Friday, January 23, 2015
Pain and suffering award. . . .
. . . , a federal jury awarded a former teacher in the Diocese of Fort Wayne-South Bend almost $2 million for what she claims was sex discrimination, the bulk of which was not for medical bills or lost wages, but for $1.75 million in “emotional and physical damages” she allegedly suffered. And while the case looks narrow—was this female teacher fired when immoral male teachers were allowed to retain their jobs?—it involves a much bigger question: when can federal courts scrutinize the religious decisions of churches?
In 2008, Emily Herx, a junior high school language arts teacher at St. Vincent de Paul School in Fort Wayne, began IVF treatment. She notified her school principal about additional IVF treatment in 2010, and in April 2011 the church pastor met with Herx to inform her that IVF was morally wrong.

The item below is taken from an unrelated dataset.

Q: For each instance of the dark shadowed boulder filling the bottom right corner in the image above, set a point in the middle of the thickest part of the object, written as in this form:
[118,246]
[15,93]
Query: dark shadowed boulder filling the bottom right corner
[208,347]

Because of her IVF treatment, Herx’s contract as a teacher was not renewed, and she sued the Diocese citing alleged violation of various federal laws. Some of her claims were dismissed by the court, but her sex discrimination claim went to a jury, which rendered a verdict last Friday finding the Diocese of Fort Wayne-South Bend liable under Title VII of the 1964 Civil Rights Act, a federal law prohibiting discrimination in employment on the basis of sex. Herx had argued that, although she was terminated for undergoing IVF treatments, the Diocese allegedly continues to employ male teachers who had received vasectomies and other treatments that interfere with natural reproduction.
Read more here. . .
On the surface, at least, the decision seems to reject the leadership of the Supreme Court in the Hosanna-Tabor case but this is not exactly the same. In any case, this will certainly test the waters again and undoubtedly end up in the same place. What is interesting here is that all the damages were for emotional pain and suffering. This is also a warning shot across the bows of churches and church agencies and organizations. Men and women must be dealt with the same way when it comes to the violation of such things as moral clauses. The churches cannot afford to pick and choose what to enforce and what to overlook when things violate church teaching. Failure to do this will certainly render the churches liable for their inequality and for their complacency with respect to following their own rules. Ultimately, the only real interest the courts have shown in religious cases is whether or not the churches followed their own rules and did they do so scrupulously. We should not have to be reminded of this. . . but we have, whether we like it or not, and our future may depend upon our consistency.